Claude Code
Is All You
Need

How I use Claude Code for work, fun, and as a text editor

Claude Code

I installed Claude Code in June. I'd tried Cursor and Cline and Zed and a few others, but all of them felt clunky to me because I'm used to doing nearly everything in vanilla vim and my terminal. Claude Code was the first tool I tried that felt like it fit into my workflows perfectly rather than needing me to adapt to new tools.

It also worked really, really well.

I quickly cancelled my GPT subscription and put the $20/month towards Anthropic instead. Losing GPT advanced voice mode and dealing with the extra UI lag and lack of polish in Claude Desktop and Mobile apps was a bit of an adjustment to make but the terminal tool was fun enough that I didn't care.

Within a few days I'd upgraded to the $100/month MAX plan to try out Opus and to stop hitting limits.

Here's what I've built with it so far. Mainly fun stuff while I figure out how to use it, but I'm starting to use it more and more for 'real' work stuff too.

The main things you need to get full benefit from it are:

1) Faith (always run it with 'dangerously skip permissions', even on important resources like your production server and your main dev machine).

2) A lot of input. The more input you give it, the better its output is. It's a magic tool, but you'd still better be damn good at communicating, either by typing thousands of words into text files or the interactive window, or using TTS (I haven't tried this because I hate the sound of my own voice, but others have reported great results).

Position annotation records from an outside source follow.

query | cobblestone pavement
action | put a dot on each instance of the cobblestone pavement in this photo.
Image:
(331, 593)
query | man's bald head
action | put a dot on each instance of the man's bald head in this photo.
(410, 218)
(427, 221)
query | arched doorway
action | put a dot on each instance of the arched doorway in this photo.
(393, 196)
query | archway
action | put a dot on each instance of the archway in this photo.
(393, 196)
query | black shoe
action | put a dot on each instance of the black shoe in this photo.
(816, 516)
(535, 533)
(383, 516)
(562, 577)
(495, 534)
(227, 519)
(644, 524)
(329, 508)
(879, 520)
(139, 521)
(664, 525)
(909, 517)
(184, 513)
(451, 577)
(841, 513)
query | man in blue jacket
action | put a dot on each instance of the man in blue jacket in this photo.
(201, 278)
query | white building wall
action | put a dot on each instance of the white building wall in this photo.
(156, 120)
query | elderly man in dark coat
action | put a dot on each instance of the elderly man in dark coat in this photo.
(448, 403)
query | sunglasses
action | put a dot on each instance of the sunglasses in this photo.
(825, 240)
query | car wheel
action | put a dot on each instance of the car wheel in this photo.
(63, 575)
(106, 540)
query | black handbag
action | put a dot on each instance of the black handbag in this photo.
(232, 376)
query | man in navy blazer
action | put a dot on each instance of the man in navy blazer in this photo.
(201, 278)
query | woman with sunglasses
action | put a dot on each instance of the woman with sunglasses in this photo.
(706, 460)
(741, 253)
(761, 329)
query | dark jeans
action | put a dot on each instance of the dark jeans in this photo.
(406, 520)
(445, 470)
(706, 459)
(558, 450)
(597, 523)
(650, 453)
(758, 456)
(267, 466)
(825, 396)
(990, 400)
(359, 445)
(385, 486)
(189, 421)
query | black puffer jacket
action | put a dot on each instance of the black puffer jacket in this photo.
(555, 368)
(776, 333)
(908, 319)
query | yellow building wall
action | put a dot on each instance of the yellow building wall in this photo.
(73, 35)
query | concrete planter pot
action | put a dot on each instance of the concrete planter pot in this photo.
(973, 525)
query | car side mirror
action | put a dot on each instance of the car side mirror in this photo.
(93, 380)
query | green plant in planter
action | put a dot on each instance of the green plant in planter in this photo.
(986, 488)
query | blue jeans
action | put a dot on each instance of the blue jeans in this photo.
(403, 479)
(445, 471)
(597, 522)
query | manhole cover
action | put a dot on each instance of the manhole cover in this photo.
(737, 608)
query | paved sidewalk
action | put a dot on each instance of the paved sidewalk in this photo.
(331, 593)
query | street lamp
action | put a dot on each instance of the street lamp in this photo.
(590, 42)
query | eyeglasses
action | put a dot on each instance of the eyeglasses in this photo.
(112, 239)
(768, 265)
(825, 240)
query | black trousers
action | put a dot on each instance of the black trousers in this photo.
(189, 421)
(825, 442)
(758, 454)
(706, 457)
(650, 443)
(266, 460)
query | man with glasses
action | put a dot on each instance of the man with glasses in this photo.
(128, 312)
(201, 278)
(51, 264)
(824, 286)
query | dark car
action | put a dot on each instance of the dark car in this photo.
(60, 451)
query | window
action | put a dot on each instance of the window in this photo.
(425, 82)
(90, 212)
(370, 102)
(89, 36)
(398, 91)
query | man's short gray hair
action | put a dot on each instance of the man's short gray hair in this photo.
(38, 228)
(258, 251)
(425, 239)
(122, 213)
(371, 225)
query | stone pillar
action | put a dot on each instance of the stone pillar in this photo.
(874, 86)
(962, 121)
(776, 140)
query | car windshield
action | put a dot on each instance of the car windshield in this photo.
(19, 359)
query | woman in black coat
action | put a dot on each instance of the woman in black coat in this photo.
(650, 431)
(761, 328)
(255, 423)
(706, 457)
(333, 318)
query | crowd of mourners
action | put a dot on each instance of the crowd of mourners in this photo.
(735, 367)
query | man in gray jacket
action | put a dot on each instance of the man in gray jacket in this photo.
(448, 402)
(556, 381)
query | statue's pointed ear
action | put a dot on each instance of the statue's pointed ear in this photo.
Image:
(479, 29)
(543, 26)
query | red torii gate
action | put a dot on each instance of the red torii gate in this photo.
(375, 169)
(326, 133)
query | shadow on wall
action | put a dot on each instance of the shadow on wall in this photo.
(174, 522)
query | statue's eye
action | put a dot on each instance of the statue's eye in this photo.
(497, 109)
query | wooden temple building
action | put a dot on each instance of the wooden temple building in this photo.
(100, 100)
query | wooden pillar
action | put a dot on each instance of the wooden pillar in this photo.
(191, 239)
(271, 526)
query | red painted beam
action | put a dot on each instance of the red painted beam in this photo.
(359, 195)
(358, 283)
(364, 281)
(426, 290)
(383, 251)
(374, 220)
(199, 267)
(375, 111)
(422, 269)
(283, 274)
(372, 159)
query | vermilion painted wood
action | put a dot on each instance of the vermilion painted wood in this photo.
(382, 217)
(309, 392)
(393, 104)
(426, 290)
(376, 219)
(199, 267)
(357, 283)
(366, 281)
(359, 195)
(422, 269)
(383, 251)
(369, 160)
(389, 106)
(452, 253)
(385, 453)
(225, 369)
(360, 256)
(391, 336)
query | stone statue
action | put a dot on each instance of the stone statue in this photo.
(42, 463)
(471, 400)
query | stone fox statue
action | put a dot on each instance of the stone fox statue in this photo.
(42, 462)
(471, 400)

If you're from infosec, you might want to stop reading now—the rest of this article isn't going to make you any happier. Keep your medication close at hand if you decide to continue.

Building an
Autonomous Startup

The thing about Claude Code is that it isn't really a magic model. It's still using Sonnet or Opus under the hood, which are great, but they're not going to do the things that Claude Code can do. Claude Code's magic is like a magician's trick—it looks incredible, but it's surprisingly simple once you see how it's done.

I always told people programming is just if statements and loops, and if you want to program, you don't need to learn anything else. It's an exaggeration, but these are the fundamental concepts that run nearly everything digital. Claude Code is a reinforcement of this idea. The command line tool calls Anthropic's models in a loop with a lot of clever prompting to keep the model running in a constructive way based on limited user input.

Micromonitor startup

Spoilers: this is what it built. You can visit the startup it built at claude.dwyer.co.za or see the GitHub project at github.com/sixhobbits/claude-experiments.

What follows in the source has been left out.